My friend's comment, though, had nothing to do with size (which, as two female friends have indelicately pointed out in the last two weeks, matters -- who knew?!), or why I would possibly be interested in going to a Soundgarden concert. (Could I be less black?) He was wondering aloud about the aura that he said a lot of black men give off in bars and clubs when there are no other black people in the room. It's an attitude, like, "I can have anyone I want here, so why would I want to talk to you?"
I don't know if anyone has ever actually said that to him, but at first, I wasn't sure what he was talking about. Maybe that's because I haven't met enough black men in Melbourne, or in Bangkok, or in Buenos Aires, and those whom I have met haven't exhibited any special behavior that I didn't notice when I was living in the United States. Of course, I'm black, too, so naturally, they wouldn't pull that I'm-too-cool-for-this-room stuff with me.
Then I got a little worried. "Do I act like that?" I asked my friend. He assured me that I don't, but I couldn't help but wonder how I come off to people who don't know me, the ones standing off to the sidelines, too intimidated or too turned off to approach. Several weeks ago, I got some interesting insight into my public persona while talking to the neighbor of one of my female friends.
After complimenting my physical appearance several times, much to my discomfort (it's not every Sunday afternoon that a good-looking straight guy keeps slipping into the conversation how attractive his new gay acquaintance is), he wondered why I am single. I was tempted to hand him the URL for this blog and tell him to read it and weep/laugh/feel sorry for me, but I was more interested in what he thought.
"Well, if I were watching you talk to me -- smiling, animated, friendly -- I'd think you seemed really cool and interesting. You'd definitely be someone that I'd want to talk to. But if I just saw you standing alone, I don't know. You're good-looking, you have a nice body, and with that cap on, you look like a really tough military guy. I might be a little bit afraid to approach you."
"Military"?! Now that's something you don't hear every day. In fact, I'd never heard that one -- at least not in connection to me. If I were white, I seriously doubt that my olive-green cap would have the same effect. My new acquaintance must have read my mind, because he immediately accused himself of objectifying me. And although he stood by every single compliment he'd given me, he acknowledged that my being "exotic" in Australia might have a lot to do with how people perceive me -- both the bad and the good aspects of it.
I wonder if that might be the case with my friend and his view of black guys in Australia. If they were white and acting the same way, would he even notice? Or perhaps the attention they get might influence the way he sees them. Doesn't any guy surrounded by potential suitors look a little bit like an asshole?
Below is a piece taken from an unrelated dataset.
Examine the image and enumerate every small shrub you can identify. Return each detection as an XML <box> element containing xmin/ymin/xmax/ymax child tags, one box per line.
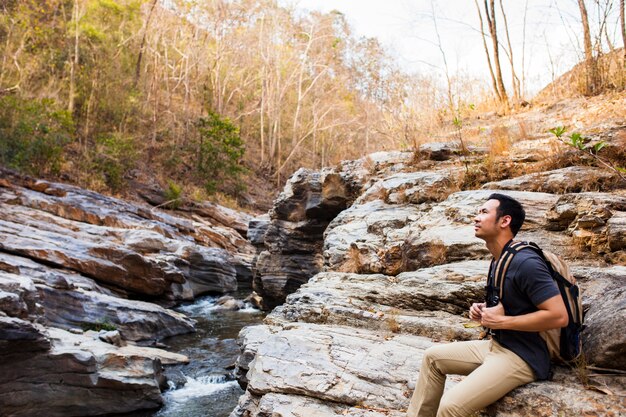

In Bangkok, I'd seen it every time I went to DJ Station. Average guys of European descent who probably get little to no attention back home were suddenly holding court with the cream of the Thai crop. Likewise, the Thai guys and Asian men whose fellow countrymen might rarely give them the time of day, or night, were suddenly being fawned over by white tourists and expats. It was an interesting dynamic to watch, and I did sense a certain cockiness in the air, but like I suggested before, does any guy being pursued from all sides come off as being humble?
Just this morning, I received an email from a photographer who had seen my photos on this blog. "I have been on the hunt for the longest time to find a suitable black male model for my work... would you be keen?" he asked. If only it hadn't been for that five-letter word that starts with a "b," my "definitely maybe" would have been a "definitely, of course." But that's just the way it goes. Six years after leaving New York City, I've come to accept a simple truth about life and lust: A compliment is a compliment, no matter what color it is.
Who knows what people are seeing when they see me? The less it matters what people think of me -- a state of enlightenment that I'm continuously striving to achieve -- the less I care. And if you are sizing me up from a distance, judging me with your eyes and not your ears, it's your loss. You don't deserve what you won't get.